Queenie would like to congratulate the D.I.F.F. on a very good festival this year. A good time was had by her, even though she never did get the timing right and always ended up a little too close to the screen, generally beside the elderly person who ate his sandwiches out of a loud greaseproof paper bag during the film. Bless them. Queenie will be old one day so she tries to be compassionate. But sometimes it's hard.
Best flick for her had to be Mysterious Skin, by Gregg Araki. It was great to see Elizabeth Shue in a good film again and Joseph Gordon-Levitt is really good as her gay hustler son. The film, which is about the impact of paedophilia on the lives of two young boys, dealt very sensitively with a difficult topic. Queenie didn't do so well, when the elderly man next to her started to cry during a very intense moment in the film. Should she have patted him on the arm or something? She doesn't know.
Other great movies she saw were Garden State , written, starring and directed by Zack Braff. Nathalie Portman is a FINE actress. She carries the film, which is funny but a bit slight. But it is worth seeing (why do people go to see ninety minutes of film and then whinge about how it doesn't plumb the depths of every bit of the story. I repeat 90 minutes). Peter Sarsgaard is just FINE. Queenie is seriously thinking of slinging Clive Owen out of the mancupboard to make room for him. Also the soundtrack is worth checking out.
Queenie also went to see The King's Game, a Danish political thriller. At first, she thought that was a bit of an oxymoron, quiet little Denmark and all that, but then she remembered that the greatest political thriller of all time is set in Denmark.

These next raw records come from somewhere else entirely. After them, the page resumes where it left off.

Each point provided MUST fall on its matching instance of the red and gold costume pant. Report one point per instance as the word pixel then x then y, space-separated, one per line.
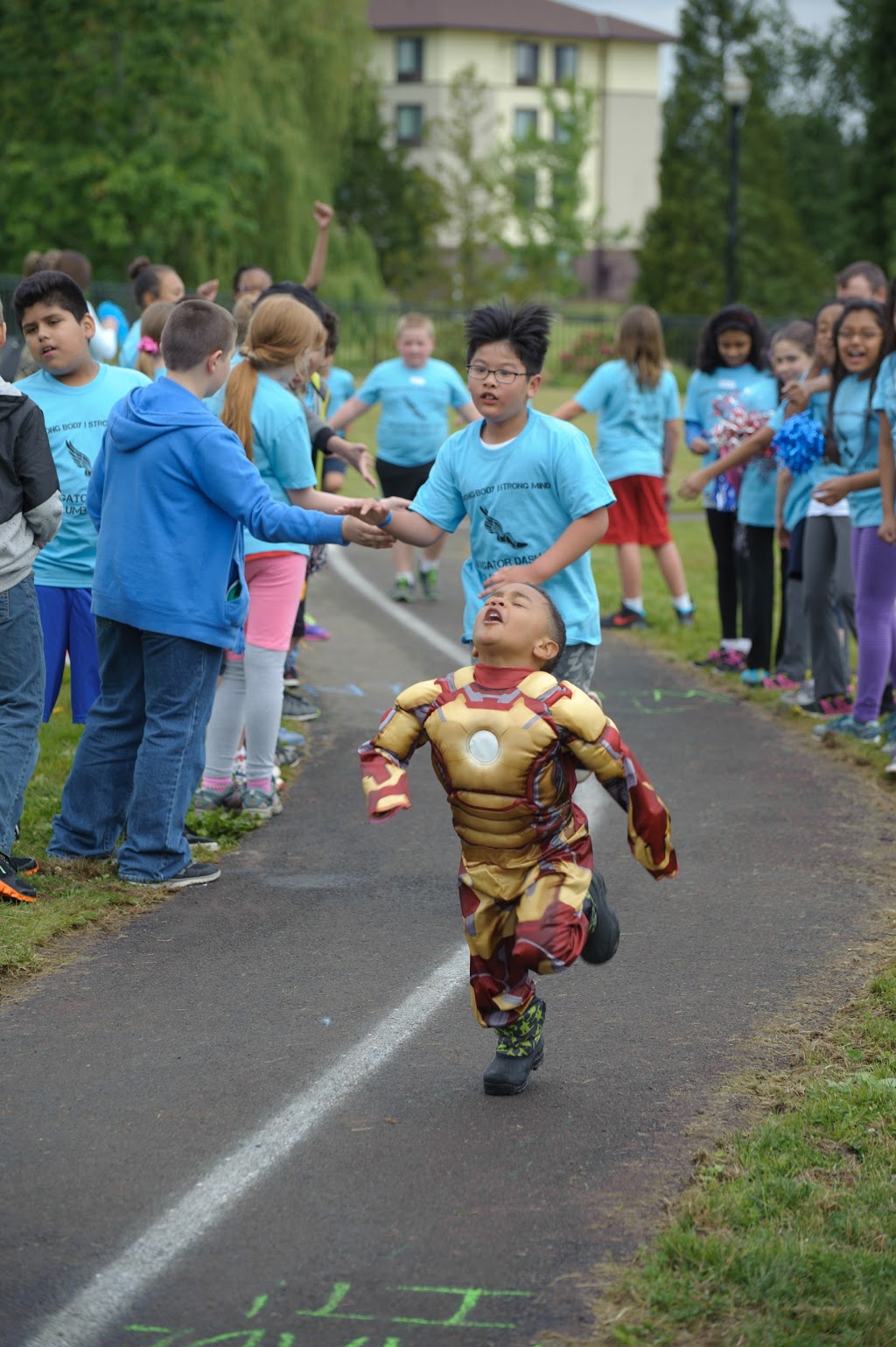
pixel 541 931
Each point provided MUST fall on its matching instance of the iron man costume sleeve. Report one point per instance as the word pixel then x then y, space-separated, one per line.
pixel 506 744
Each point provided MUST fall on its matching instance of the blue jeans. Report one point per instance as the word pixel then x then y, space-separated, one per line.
pixel 20 699
pixel 140 754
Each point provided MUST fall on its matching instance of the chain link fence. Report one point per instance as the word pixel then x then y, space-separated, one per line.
pixel 579 339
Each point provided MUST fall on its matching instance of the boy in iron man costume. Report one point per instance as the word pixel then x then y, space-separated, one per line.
pixel 506 740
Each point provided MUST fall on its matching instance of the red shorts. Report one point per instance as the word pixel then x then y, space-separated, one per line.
pixel 639 515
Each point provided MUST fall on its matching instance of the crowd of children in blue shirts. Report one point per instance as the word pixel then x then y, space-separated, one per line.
pixel 114 480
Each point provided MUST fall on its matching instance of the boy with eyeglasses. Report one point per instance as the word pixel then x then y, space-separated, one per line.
pixel 529 484
pixel 416 392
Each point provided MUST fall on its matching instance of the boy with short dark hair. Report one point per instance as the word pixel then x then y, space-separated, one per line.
pixel 507 737
pixel 416 394
pixel 30 515
pixel 76 395
pixel 170 495
pixel 531 488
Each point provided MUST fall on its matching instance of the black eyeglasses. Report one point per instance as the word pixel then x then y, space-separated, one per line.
pixel 503 376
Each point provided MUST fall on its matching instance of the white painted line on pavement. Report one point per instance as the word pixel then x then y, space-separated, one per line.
pixel 112 1291
pixel 115 1289
pixel 456 652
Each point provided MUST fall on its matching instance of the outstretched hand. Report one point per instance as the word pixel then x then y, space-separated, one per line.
pixel 691 487
pixel 367 535
pixel 886 531
pixel 367 508
pixel 509 575
pixel 796 395
pixel 354 454
pixel 830 492
pixel 372 512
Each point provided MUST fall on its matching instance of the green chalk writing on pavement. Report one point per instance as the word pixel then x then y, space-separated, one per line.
pixel 464 1301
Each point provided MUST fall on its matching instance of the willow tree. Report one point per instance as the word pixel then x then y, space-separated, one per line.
pixel 199 131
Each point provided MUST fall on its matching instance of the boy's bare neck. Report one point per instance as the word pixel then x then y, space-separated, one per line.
pixel 512 660
pixel 192 380
pixel 499 432
pixel 79 377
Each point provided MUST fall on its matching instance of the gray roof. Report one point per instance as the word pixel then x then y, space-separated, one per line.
pixel 527 18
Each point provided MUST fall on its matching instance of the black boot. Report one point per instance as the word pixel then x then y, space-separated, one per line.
pixel 521 1049
pixel 603 924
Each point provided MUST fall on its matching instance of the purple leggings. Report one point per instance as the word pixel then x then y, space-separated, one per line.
pixel 875 570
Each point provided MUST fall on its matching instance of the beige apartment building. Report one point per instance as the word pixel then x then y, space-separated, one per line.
pixel 518 47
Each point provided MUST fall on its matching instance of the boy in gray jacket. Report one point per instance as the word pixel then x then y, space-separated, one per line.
pixel 30 515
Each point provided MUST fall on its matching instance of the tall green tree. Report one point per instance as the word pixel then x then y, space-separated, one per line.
pixel 683 254
pixel 394 201
pixel 474 187
pixel 197 131
pixel 543 177
pixel 866 40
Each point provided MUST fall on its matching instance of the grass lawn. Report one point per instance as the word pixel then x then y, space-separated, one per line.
pixel 72 894
pixel 788 1234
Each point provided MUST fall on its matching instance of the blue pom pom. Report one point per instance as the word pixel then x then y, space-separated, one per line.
pixel 799 444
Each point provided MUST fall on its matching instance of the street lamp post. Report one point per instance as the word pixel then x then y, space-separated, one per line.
pixel 736 89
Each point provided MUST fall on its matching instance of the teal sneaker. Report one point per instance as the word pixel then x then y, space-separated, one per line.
pixel 206 800
pixel 429 579
pixel 260 804
pixel 866 732
pixel 753 677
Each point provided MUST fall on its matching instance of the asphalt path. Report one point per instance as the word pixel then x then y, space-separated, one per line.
pixel 255 1116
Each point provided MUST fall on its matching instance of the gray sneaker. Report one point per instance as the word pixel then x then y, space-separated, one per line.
pixel 286 754
pixel 199 872
pixel 297 707
pixel 802 695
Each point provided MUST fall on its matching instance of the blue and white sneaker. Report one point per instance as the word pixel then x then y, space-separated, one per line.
pixel 866 732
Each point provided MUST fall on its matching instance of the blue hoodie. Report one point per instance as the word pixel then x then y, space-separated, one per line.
pixel 170 494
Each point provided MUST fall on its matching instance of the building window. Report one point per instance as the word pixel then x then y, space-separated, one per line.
pixel 524 190
pixel 409 124
pixel 564 64
pixel 527 62
pixel 524 123
pixel 409 60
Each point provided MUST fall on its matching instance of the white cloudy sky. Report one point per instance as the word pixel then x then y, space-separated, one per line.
pixel 663 14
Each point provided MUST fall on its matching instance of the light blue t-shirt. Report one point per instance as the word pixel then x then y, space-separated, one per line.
pixel 856 430
pixel 801 490
pixel 631 419
pixel 519 499
pixel 76 420
pixel 281 452
pixel 341 387
pixel 129 347
pixel 884 399
pixel 416 404
pixel 753 389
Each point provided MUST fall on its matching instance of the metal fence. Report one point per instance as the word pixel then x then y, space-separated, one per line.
pixel 579 337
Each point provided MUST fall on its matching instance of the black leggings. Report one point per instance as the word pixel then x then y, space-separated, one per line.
pixel 729 569
pixel 759 596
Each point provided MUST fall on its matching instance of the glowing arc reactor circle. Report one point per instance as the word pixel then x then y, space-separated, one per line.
pixel 484 747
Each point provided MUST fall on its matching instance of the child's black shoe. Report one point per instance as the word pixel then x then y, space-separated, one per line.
pixel 603 924
pixel 12 887
pixel 521 1049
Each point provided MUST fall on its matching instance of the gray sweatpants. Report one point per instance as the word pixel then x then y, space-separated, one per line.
pixel 829 594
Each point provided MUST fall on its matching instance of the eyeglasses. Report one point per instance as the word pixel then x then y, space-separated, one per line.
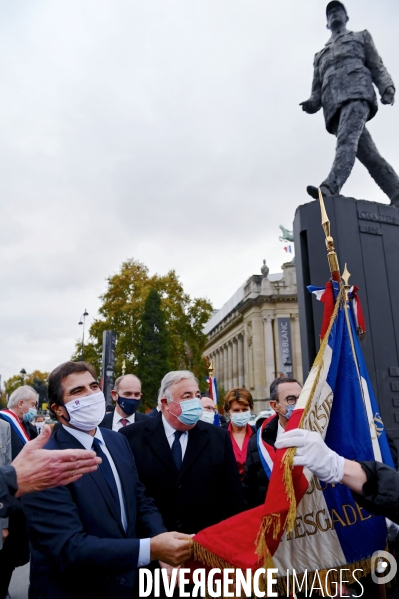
pixel 290 399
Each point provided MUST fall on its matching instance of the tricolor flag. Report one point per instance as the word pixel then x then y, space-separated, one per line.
pixel 213 392
pixel 307 525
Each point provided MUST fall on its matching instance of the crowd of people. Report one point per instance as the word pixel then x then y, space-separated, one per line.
pixel 121 490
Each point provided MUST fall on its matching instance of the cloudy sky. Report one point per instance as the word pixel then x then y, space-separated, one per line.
pixel 167 131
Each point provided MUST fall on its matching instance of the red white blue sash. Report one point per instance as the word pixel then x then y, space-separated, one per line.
pixel 13 420
pixel 266 451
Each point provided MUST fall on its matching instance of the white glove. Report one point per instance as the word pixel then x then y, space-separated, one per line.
pixel 314 454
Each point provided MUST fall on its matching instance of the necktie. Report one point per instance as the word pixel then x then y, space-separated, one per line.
pixel 176 449
pixel 106 470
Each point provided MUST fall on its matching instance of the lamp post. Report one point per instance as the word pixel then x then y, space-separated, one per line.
pixel 23 375
pixel 82 322
pixel 288 367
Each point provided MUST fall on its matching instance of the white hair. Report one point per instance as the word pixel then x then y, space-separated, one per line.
pixel 24 392
pixel 169 380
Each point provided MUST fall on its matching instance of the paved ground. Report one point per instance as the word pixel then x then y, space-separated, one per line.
pixel 19 583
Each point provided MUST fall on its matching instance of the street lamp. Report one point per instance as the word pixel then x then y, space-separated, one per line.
pixel 82 322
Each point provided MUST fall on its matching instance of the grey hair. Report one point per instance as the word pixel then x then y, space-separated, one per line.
pixel 169 380
pixel 120 379
pixel 24 392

King's Game is the adaptation of a novel written by a Danish spin doctor who based it on his experience of an internal struggle for power in his party. Queenie thinks she might have met this spin doctor during her years as a spinette. She certainly remembers that internal power struggle as being particularly nasty and the fall out - the coming to power of the right, an increasingly isolationist and racist Denmark - is still with us. Queenie has to have a think about European politics one of the days - maybe tonight after the Theo VanGogh documentary. I'm sure you're all creaming yourself at the thought of the nuggets of wisdom that will unearth.
Finally, Queenie recommends The Republic of Love, based on Carol Shield's novel (another great writer who died recently), directed by Deepa Mehta. Very funny take on singledom, frustration, desperation, love, fucking it up, pulling it off, and a really funny sex scene that showed a woman reaching orgasm from having her toe sucked.
Queenie would be so lucky.
Work commitments prevented Melinda and Melinda and Private from being viewed, even with tickets bought. Grrrrrrrrrr.